Successes of Ukrainian defenders

On September 5, the Ukrainian military in the south destroyed another 86 occupiers and a number of Russian vehicles: 4 tanks, 12 armored vehicles, 4 Msta-B and Msta-S 152-caliber howitzers, 3 152-caliber guns. Giatsint-B and Giatsint-S, a communication station and an anti-tank missile system.

Also, four enemy ammunition depots were destroyed in Beryslav, Kherson, and Bashtanka districts. President Volodymyr Zelenskyy noted that the Ukrainian military had destroyed an ammunition dump, from which the Russians took S-300 missiles for attacks on Kharkiv.

Financial assistance

The President of the European Commission, Ursula von der Leyen, said that this week Brussels will offer Ukraine an additional 5 billion euros in macro-financial assistance. The proposal of the European Commission must be approved by the European Parliament and the Council of the EU.

Russia is a terrorist state

President Volodymyr Zelenskyy called for Russia to be recognized as a terrorist state "at all levels" after Russian shelling disabled the last power line connecting the Zaporizhzhya NPP node to Ukraine's grid. Zelenskyy also expressed hope that the IAEA mission will present objective conclusions about the situation at the ZNPP at the UN Security Council meeting.

The IAEA reported that the back-up power line between the ZNPP and the adjacent TPP was deliberately disconnected on September 5 to extinguish a fire caused by shelling, although the line itself was not damaged.

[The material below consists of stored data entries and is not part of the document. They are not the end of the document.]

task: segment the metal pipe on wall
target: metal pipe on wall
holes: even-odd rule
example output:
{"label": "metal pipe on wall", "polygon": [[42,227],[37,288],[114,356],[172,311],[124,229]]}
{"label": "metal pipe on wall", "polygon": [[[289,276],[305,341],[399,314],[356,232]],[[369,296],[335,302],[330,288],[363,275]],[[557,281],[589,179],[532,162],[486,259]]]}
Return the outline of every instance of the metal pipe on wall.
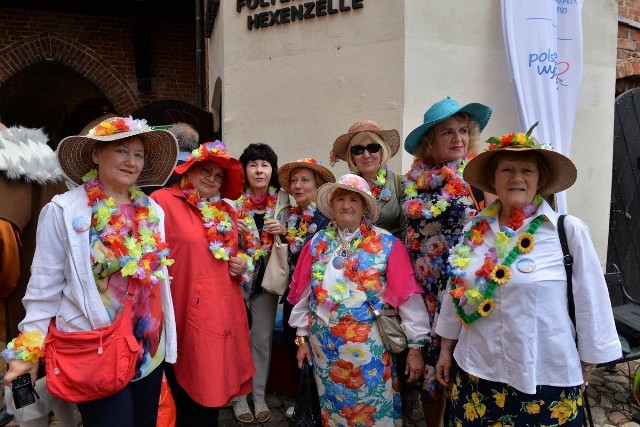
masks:
{"label": "metal pipe on wall", "polygon": [[204,5],[203,0],[196,1],[196,104],[204,105]]}

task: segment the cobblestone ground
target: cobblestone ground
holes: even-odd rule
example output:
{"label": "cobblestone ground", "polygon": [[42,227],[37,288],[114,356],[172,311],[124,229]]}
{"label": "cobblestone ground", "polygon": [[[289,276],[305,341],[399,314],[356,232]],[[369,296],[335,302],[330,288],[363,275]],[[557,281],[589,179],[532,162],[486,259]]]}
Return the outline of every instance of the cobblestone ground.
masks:
{"label": "cobblestone ground", "polygon": [[[605,368],[599,368],[594,372],[591,378],[591,387],[587,390],[587,396],[591,403],[591,413],[596,427],[640,427],[640,424],[632,419],[634,414],[640,414],[640,406],[635,402],[630,386],[630,378],[639,365],[640,362],[638,361],[629,364],[620,363],[616,365],[614,372],[609,372]],[[0,369],[4,372],[4,366],[0,366]],[[0,396],[2,394],[2,391],[0,391]],[[290,405],[293,405],[293,399],[270,393],[267,394],[266,401],[269,408],[271,408],[271,417],[266,423],[263,423],[263,426],[288,426],[285,411]],[[76,419],[78,420],[78,427],[81,427],[80,414],[76,414]],[[220,427],[247,426],[247,424],[240,423],[234,419],[230,406],[222,408],[220,411],[218,425]],[[415,402],[414,410],[406,417],[404,425],[407,427],[426,426],[418,402]],[[12,421],[8,426],[15,427],[18,424]],[[50,426],[58,426],[53,416],[51,417]],[[206,420],[203,420],[201,426],[207,426]]]}

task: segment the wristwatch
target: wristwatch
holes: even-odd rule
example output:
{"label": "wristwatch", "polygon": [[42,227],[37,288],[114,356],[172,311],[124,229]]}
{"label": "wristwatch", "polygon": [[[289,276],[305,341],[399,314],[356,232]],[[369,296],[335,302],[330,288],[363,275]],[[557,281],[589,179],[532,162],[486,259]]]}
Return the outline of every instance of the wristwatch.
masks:
{"label": "wristwatch", "polygon": [[298,335],[294,342],[296,343],[296,347],[300,347],[302,344],[309,342],[309,337],[306,335]]}

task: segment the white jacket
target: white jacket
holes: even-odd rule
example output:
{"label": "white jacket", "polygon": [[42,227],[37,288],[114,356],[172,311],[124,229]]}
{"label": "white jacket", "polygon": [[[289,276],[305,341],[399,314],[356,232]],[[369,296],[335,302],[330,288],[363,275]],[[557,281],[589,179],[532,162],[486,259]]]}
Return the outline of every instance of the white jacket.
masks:
{"label": "white jacket", "polygon": [[[153,200],[164,238],[164,211]],[[61,331],[88,331],[111,324],[96,286],[89,260],[89,230],[77,231],[76,223],[91,220],[91,207],[83,186],[55,196],[40,213],[31,279],[22,299],[26,310],[21,331],[47,332],[52,317]],[[87,227],[85,227],[87,228]],[[163,267],[168,278],[166,266]],[[176,322],[169,280],[160,281],[166,339],[165,360],[177,358]]]}

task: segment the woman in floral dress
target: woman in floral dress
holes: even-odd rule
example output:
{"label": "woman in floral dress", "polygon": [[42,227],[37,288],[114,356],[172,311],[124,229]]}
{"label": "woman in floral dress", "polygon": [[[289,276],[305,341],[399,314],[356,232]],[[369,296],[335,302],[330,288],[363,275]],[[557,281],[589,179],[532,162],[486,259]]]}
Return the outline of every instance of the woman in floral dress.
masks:
{"label": "woman in floral dress", "polygon": [[299,366],[313,361],[324,426],[402,425],[399,384],[373,308],[398,310],[415,381],[430,330],[406,249],[371,225],[378,204],[363,178],[325,184],[317,201],[332,222],[305,245],[289,294]]}
{"label": "woman in floral dress", "polygon": [[[570,215],[560,224],[542,199],[569,188],[576,167],[530,133],[490,138],[464,171],[499,202],[451,250],[436,372],[452,388],[452,426],[581,426],[589,373],[622,355],[589,229]],[[561,229],[573,257],[570,288]]]}
{"label": "woman in floral dress", "polygon": [[[478,141],[491,108],[472,103],[461,107],[451,98],[435,103],[424,123],[405,140],[415,156],[406,174],[402,209],[407,217],[405,244],[416,280],[424,291],[432,330],[449,274],[447,258],[464,227],[476,214],[473,194],[462,179],[470,148]],[[419,384],[427,426],[442,425],[445,398],[435,378],[440,339],[423,349],[424,379]]]}

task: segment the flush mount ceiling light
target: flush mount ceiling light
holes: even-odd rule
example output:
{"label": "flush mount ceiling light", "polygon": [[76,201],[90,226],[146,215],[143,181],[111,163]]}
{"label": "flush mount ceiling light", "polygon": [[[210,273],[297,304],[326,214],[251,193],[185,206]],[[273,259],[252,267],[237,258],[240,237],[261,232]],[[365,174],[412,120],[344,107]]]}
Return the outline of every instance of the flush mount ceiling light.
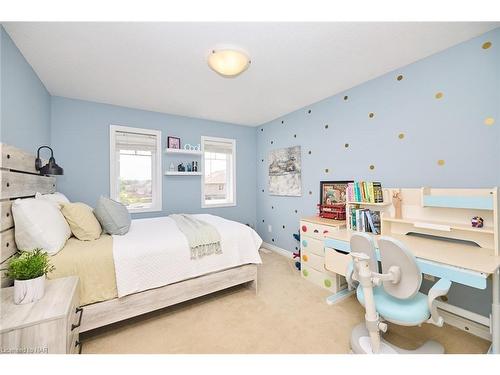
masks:
{"label": "flush mount ceiling light", "polygon": [[250,58],[243,52],[222,49],[213,50],[208,56],[208,66],[223,77],[236,77],[250,65]]}

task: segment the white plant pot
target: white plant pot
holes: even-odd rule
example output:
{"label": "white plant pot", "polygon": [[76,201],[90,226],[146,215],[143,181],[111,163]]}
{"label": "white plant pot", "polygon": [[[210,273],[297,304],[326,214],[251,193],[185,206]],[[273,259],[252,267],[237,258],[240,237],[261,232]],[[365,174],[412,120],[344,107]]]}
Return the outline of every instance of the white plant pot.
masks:
{"label": "white plant pot", "polygon": [[14,280],[14,303],[38,301],[45,293],[45,275],[30,280]]}

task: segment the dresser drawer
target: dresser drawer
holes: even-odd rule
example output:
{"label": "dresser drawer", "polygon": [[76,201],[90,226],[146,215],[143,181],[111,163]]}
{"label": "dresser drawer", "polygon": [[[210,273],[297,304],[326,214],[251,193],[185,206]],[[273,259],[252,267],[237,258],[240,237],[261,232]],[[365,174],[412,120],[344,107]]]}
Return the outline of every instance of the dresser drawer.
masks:
{"label": "dresser drawer", "polygon": [[325,248],[325,267],[327,270],[345,276],[351,261],[352,257],[349,254],[343,254],[329,247]]}
{"label": "dresser drawer", "polygon": [[331,227],[328,225],[314,224],[308,221],[300,222],[300,233],[301,235],[306,235],[308,237],[313,237],[318,240],[323,240],[325,234],[338,230],[337,227]]}
{"label": "dresser drawer", "polygon": [[80,294],[79,287],[77,286],[73,299],[71,300],[71,308],[67,318],[66,326],[66,352],[67,353],[78,353],[77,342],[80,340],[80,324],[82,322],[83,310],[79,307],[80,305]]}
{"label": "dresser drawer", "polygon": [[323,257],[325,255],[324,244],[322,240],[318,240],[309,236],[301,236],[301,251],[307,251],[315,255]]}
{"label": "dresser drawer", "polygon": [[325,247],[330,247],[335,250],[340,250],[345,253],[349,253],[351,251],[351,244],[347,241],[336,240],[334,238],[326,238]]}
{"label": "dresser drawer", "polygon": [[301,264],[312,267],[317,271],[325,272],[325,258],[309,251],[301,251]]}
{"label": "dresser drawer", "polygon": [[342,276],[320,272],[305,264],[301,265],[301,275],[305,280],[333,293],[345,287],[345,279]]}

G7 worried about competition for NABU director

The G7 ambassadors expressed their concern about the recently introduced bill to the Verkhovna Rada on changes in the requirements for the heads of certain state bodies. Its adoption may disrupt the competition for the new head of the National Anti-Corruption Bureau.

This concerns the bill, which was supported by the committee on the organization of state power on September 5. It envisages changes to the requirements for heads of individual state bodies, in particular NABU.